I took the following game from the Peter Winkler collection (chapter "Games"):

Two numbers are chosen independently at random from the uniform distribution on [0,1]. Player A then looks at the numbers. She must decide which one of them to show to player B, who upon seeing it, guesses whether it's the larger or smaller of the two. If he guesses right, B wins, otherwise A wins. **Payoff to a player is his/her winning probability**.

One easily identifies the following **mixed strategy Nash equilibrium**:

*"Player A shows the larger number with prob 1/2 and player B guesses 'larger' with prob 1/2"*

The book also suggests a smart pure strategy for A, which is in effect identical to her mixed strategy above (in the sense that locks her winning prob at 1/2 regardless of B's strategy):

*"Player A shows the number which is closer to 1/2"*

A little thought shows that B also has a pure strategy in like manner:

*"Player B guesses larger iff the number he sees exceeds 1/2"*

Together these two strategies form a **pure strategy Nash equilibrium**.

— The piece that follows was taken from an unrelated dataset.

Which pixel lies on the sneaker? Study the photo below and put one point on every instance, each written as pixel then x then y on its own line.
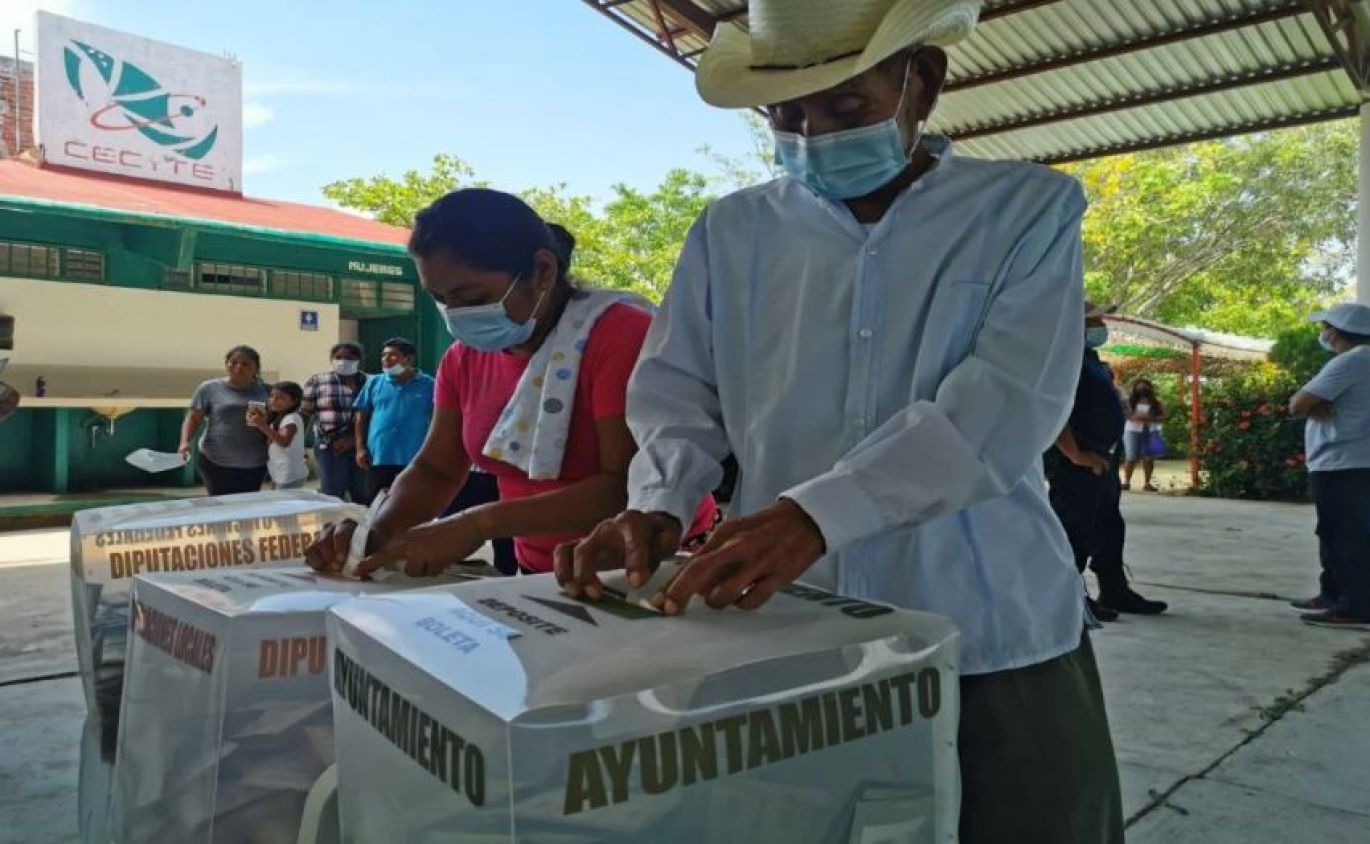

To be clear, let me define a pure strategy for B as a function ${f}_{B}:[0,1]\longmapsto \{larger, smaller\}$, i.e., he assigns "larger" or "smaller" to every real in [0,1].

Similarly, A's pure strategy is a function $f_A(\{x,y\})=x\ or\ y$, i.e., she assigns x or y to every set $\{x,y\}$, where $x,y\in [0,1]$.

**My question** is: Is the above pure strategy Nash equilibrium unique? Given the above definition, there are infinite pure strategies for each player. Could other less obvious or highly artificial equilibria be constructed? How can we prove or disprove the uniqueness of equilibrium from those infinite strategies?

Edit: To avoid possible ambiguity in Steven's answer, I add the last sentence in the 2nd paragraph.